David Alba

Personal information
- Full name: David Alba Fernández
- Date of birth: 5 May 1999 (age 27)
- Place of birth: Seseña, Spain
- Height: 1.86 m (6 ft 1 in)
- Positions: Centre-back; midfielder;

Youth career
- Seseña
- Atlético Madrid
- Getafe

Senior career*
- Years: Team / Apps / (Gls)
- 2018–2021: Getafe / 1 / (0)
- 2018–2021: Getafe B / 40 / (0)
- 2021–2023: Leganés B / 61 / (2)
- 2023–2025: Fuenlabrada / 66 / (2)
- 2025–2026: Gimnàstic / 22 / (0)

= David Alba =

Spanish footballer

David Alba Fernández (born 5 May 1999) is a Spanish footballer who plays as either a central defender or a midfielder.

==Club career==
Born in Seseña, Toledo, Castile-La Mancha, Alba represented CD Seseña, Atlético Madrid and Getafe CF as a youth. On 6 May 2018, before even appearing with the reserves, he made his professional debut by starting in a 1–0 La Liga away defeat of UD Las Palmas.

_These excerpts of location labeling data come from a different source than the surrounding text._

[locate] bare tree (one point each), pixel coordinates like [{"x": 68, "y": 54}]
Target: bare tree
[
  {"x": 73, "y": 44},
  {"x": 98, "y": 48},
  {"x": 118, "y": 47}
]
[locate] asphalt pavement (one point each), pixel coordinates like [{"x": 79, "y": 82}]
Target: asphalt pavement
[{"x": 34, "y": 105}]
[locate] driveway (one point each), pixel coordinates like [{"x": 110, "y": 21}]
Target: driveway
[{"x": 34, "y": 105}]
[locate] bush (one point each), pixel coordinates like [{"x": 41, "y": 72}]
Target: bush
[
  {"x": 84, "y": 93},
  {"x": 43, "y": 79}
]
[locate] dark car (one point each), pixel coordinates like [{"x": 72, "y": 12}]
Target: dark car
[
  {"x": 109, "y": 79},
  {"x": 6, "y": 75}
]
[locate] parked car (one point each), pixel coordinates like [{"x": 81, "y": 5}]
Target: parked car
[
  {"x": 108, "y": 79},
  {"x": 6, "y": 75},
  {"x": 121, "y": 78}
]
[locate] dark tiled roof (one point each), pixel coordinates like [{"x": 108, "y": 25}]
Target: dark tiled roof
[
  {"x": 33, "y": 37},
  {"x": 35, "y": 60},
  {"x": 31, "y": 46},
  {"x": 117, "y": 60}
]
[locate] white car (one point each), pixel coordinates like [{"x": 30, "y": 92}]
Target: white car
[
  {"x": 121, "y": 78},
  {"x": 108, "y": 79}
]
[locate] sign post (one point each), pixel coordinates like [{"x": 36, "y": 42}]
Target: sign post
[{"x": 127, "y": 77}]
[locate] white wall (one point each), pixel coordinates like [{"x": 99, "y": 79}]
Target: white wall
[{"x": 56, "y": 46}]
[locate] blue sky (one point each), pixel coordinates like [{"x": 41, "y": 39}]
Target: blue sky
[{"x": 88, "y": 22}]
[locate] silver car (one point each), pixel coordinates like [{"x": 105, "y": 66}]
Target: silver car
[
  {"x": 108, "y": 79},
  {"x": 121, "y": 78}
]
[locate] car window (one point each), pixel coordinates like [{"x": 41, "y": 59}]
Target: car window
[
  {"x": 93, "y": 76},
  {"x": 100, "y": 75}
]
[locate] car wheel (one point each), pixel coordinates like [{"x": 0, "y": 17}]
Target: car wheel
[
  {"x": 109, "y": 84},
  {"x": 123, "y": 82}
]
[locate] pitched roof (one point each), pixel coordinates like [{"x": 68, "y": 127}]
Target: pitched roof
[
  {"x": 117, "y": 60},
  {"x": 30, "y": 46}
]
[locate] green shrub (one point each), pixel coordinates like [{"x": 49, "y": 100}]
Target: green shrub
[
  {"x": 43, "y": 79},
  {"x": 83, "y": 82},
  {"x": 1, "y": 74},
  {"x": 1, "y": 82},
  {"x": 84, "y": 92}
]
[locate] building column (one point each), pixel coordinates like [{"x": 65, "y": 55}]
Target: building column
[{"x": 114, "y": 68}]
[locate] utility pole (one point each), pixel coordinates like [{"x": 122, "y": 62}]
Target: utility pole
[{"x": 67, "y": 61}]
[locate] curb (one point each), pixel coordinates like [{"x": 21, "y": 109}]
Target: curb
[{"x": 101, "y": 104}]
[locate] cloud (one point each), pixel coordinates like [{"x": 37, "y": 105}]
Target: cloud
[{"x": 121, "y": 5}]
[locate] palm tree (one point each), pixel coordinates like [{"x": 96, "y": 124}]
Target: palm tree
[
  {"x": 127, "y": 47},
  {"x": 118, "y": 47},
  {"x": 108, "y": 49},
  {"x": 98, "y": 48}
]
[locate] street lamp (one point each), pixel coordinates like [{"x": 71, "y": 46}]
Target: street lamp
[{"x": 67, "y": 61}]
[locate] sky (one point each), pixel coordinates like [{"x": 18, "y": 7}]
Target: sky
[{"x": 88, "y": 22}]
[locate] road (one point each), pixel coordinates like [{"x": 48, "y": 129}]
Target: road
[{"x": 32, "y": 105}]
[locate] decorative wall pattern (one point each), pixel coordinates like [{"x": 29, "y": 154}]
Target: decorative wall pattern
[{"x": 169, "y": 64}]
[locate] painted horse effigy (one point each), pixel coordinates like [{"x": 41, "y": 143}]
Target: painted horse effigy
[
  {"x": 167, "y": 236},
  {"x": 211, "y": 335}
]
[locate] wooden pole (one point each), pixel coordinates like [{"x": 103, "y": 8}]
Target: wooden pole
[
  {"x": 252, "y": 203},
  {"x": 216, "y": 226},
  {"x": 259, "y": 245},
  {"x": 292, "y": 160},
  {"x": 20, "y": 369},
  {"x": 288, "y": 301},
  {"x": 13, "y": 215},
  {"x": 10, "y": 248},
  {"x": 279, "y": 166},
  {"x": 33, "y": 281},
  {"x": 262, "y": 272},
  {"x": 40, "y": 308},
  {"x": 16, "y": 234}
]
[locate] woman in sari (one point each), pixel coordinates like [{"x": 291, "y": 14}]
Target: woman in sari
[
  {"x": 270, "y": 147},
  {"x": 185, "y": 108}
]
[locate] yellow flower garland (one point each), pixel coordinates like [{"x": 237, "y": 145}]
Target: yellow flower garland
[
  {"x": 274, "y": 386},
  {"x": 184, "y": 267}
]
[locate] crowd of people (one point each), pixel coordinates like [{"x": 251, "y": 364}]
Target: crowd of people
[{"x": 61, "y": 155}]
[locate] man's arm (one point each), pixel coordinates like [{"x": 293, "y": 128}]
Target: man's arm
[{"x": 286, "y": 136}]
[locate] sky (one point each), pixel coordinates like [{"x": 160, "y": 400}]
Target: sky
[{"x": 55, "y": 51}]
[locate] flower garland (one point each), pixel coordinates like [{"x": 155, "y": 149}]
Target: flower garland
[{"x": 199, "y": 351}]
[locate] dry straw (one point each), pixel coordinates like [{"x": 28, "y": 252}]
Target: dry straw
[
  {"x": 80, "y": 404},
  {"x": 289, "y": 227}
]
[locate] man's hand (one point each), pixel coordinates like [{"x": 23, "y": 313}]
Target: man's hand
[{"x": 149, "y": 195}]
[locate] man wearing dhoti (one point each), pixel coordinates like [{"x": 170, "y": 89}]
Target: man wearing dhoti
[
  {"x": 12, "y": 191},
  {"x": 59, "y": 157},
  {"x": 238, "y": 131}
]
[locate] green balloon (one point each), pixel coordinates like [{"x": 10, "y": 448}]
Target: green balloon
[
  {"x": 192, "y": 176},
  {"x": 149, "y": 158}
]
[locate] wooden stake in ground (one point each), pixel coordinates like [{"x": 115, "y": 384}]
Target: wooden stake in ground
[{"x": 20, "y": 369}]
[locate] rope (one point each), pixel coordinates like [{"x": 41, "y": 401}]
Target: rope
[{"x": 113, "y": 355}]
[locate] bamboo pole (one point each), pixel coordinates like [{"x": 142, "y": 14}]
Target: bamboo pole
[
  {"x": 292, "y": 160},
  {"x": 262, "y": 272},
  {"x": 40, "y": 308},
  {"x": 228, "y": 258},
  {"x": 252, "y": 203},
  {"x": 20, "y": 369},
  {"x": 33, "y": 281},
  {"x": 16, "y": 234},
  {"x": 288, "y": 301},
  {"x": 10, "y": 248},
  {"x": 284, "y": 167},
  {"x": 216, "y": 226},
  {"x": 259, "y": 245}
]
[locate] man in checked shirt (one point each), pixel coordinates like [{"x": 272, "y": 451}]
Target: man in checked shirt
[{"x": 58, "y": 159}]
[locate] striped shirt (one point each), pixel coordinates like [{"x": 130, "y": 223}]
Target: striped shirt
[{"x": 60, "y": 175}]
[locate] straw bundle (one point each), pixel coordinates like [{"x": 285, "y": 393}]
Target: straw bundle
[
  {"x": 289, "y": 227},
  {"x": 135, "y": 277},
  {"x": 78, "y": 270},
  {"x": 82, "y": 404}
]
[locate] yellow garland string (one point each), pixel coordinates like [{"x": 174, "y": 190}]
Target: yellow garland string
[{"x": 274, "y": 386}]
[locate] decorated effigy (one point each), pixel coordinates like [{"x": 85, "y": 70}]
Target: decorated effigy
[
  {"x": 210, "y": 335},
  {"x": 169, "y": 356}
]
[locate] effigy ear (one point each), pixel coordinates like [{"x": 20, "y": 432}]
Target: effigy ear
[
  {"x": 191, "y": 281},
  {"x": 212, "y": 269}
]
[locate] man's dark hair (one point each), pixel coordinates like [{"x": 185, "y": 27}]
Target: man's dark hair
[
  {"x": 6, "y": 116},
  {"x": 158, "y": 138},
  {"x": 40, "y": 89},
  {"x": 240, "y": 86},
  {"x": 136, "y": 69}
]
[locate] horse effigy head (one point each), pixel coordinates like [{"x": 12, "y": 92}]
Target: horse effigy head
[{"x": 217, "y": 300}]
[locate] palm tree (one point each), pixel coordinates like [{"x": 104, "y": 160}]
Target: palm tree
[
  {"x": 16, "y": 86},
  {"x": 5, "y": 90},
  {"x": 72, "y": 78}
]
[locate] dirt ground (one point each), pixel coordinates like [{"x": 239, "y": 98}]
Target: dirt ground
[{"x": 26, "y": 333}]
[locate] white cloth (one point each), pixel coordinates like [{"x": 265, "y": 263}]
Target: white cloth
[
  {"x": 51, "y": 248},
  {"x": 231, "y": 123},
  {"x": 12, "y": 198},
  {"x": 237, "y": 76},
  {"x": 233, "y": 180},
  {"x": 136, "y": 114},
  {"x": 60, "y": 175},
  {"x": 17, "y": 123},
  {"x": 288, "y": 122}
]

On 26 July 2021, after featuring in just one further first team match, Alba moved to another reserve team, CD Leganés B in Segunda División RFEF. On 3 July 2023, he agreed to a two-year deal with Primera Federación side CF Fuenlabrada.

On 3 July 2025, after suffering relegation, Alba joined Gimnàstic de Tarragona on a two-year contract. On 17 July of the following year, he terminated his link with the club.